Da Europa chegam excelentes novidades. A mais recente é a Comunicação da Comissão com uma proposta de Declaração Europeia para a Prática da Bicicleta. Ao reconhecer os abrangentes benefícios do uso da bicicleta e o seu enorme potencial sustentável, inclusivo, acessível e saudável, a Declaração estabelece um conjunto de princípios e compromissos que pretendem elevar a mobilidade ciclável a prioridade estratégica na política europeia de mobilidade. Esta proposta da Comissão surge de uma posição largamente maioritária do Parlamento Europeu de Fevereiro deste ano, altura em que também foi sugerido que 2024 fosse o Ano Europeu da Bicicleta.
Focando a lente no panorama nacional podemos verificar que Portugal possui uma Estratégia Nacional para a Mobilidade Ativa Ciclável 2020-2030 (ENMAC-2030) com metas e medidas ambiciosas, mas com execução e resultados muito aquém do que foi planeado. Como ficou bem patente nos Censos de 2021, o registo da quota modal de viagens em bicicleta está muito longe das metas estabelecidas para 2025, que são de 3% em território nacional e de 4% nas cidades. Apesar da ENMAC-2030, Portugal tem dos piores desempenhos entre os estados membros da União Europeia em termos de investimento central por habitante em mobilidade ciclável, e foi dos poucos que não dedicou verba específica no PRR para as infraestruturas cicláveis (ao contrário das rodoviárias).

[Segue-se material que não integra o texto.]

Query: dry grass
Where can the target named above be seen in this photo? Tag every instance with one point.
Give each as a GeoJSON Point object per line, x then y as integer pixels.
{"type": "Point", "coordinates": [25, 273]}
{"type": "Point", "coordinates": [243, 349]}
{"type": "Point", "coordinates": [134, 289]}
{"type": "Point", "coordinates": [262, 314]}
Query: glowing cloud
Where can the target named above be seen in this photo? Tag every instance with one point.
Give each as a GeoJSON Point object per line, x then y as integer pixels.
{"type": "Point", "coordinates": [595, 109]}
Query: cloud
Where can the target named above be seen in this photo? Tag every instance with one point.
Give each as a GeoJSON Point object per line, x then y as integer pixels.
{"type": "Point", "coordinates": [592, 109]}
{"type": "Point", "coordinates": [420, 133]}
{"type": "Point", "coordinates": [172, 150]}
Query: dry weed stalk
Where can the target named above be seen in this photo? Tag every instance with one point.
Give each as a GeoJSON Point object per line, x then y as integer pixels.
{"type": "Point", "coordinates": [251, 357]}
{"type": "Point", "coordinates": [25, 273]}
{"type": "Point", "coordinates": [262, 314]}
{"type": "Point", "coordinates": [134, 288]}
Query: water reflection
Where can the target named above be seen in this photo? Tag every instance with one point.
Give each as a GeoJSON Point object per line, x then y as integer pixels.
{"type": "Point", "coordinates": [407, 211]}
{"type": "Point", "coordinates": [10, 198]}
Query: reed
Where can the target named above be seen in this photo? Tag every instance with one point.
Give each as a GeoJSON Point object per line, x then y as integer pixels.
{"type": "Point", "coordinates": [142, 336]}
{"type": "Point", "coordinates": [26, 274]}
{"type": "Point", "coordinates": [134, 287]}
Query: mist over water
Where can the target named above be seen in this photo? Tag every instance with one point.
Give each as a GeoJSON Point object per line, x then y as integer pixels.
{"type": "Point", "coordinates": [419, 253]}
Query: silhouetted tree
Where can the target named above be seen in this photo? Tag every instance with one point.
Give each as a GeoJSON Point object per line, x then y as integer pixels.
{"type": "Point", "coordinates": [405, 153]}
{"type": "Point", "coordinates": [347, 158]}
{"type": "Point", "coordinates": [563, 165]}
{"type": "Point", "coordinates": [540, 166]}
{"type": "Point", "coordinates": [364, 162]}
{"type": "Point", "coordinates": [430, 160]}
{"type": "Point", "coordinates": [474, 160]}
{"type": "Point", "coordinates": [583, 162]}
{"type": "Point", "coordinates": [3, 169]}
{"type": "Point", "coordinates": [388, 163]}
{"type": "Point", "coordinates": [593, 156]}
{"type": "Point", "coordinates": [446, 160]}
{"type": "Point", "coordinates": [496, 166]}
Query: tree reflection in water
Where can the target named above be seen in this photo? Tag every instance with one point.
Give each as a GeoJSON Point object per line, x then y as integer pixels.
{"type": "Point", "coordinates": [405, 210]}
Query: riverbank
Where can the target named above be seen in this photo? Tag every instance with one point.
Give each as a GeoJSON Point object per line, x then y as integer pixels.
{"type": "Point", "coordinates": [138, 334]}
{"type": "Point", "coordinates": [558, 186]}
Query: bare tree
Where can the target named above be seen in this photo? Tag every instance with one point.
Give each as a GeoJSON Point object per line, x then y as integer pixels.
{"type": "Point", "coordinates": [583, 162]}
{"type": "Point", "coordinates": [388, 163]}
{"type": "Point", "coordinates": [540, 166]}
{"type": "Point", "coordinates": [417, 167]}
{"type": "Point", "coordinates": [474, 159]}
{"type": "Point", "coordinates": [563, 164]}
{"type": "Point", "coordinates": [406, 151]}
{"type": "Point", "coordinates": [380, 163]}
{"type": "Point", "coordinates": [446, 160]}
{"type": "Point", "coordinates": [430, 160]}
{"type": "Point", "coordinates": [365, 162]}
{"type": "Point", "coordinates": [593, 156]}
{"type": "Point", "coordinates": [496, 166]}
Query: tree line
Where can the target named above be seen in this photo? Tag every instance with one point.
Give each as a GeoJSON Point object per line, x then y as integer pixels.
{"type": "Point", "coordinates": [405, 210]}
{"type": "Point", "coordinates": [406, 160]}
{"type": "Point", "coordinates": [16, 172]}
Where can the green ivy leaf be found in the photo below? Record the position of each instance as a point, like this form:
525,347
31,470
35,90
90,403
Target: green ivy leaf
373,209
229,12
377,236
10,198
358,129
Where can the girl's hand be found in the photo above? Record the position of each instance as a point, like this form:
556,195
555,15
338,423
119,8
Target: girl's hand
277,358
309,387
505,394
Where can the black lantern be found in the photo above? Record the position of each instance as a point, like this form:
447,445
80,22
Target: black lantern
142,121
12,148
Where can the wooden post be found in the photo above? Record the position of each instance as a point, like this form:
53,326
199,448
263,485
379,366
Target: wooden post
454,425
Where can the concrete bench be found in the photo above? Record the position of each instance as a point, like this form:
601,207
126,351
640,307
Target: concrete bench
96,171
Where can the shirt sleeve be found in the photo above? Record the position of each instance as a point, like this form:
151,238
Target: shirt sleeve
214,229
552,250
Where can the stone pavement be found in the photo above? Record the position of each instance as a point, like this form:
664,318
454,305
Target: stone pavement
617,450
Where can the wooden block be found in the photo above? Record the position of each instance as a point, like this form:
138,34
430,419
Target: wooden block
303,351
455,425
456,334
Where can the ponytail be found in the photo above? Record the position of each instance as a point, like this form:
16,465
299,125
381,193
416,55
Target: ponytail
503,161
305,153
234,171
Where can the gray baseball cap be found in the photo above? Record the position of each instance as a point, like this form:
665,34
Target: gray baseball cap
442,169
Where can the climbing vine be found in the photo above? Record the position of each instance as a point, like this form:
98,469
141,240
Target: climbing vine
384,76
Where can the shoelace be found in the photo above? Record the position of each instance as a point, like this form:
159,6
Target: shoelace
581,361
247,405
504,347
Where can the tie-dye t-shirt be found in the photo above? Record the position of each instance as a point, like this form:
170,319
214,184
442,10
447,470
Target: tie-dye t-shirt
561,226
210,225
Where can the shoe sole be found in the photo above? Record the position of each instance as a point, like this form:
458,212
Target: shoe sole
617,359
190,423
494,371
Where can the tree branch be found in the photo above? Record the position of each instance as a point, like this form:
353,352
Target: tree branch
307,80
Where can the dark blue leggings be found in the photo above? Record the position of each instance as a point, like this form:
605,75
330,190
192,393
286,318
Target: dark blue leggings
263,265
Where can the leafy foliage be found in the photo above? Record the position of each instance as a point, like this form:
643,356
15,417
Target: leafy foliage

Olhando agora para o território de Guimarães, temos o Plano de Mobilidade Urbana Sustentável (PMUS) como referência estratégica para a “cidade ciclável”, mas também este se tem revelado como pouco mais que um adereço e ineficaz para o cumprimento das metas. Apesar de lá estar programada uma rede ciclável, o investimento em infraestruturas tem sido fragmentado, desvirtuado e muitas das vezes inútil. Já foram gastos mais de 5 milhões de euros sem qualquer incremento substancial em termos de facilidades e segurança para quem quer usar a bicicleta como forma diária de se deslocar. Note-se que a ENMAC-2030 tem como meta que em contexto citadino 1 em cada 25 deslocações diárias para a escola ou trabalho seja feita em bicicleta, mas que em Guimarães o rácio atual é de 1 em cada 455 deslocações.
O PMUS anuncia um planeamento de mobilidade de 3ª geração, assente no peão e no ciclista, mas ainda assim, a proposta de requalificação da Avenida D. João IV não lhes dá qualquer primazia, colocando-os até em conflito pela partilha de espaço. A premissa basilar para o desenho da proposta foi “não retirar estacionamento”!
Esta discrepância, entre a estratégia anunciada e a execução prática das políticas públicas de mobilidade ciclável, que ocorre aos vários níveis de governação e em praticamente todo o território nacional, é uma óbvia hipocrisia, que de tão recorrente se vai impondo, perigosamente, como admissível e até natural.
No meu entender, esta prática constitui um autêntico roubo! Um roubo de tempo, de sonhos e de oportunidades.
No belo e dramático clássico do cinema mundial “Ladrões de Bicicletas”, a esperança de António é frustrada por uma quadrilha de ladrões que lhe rouba a bicicleta. Inspirado no filme, este texto sou eu a gritar “al ladro, al ladro!”, num alerta e pedido de ajuda para impedir o roubo.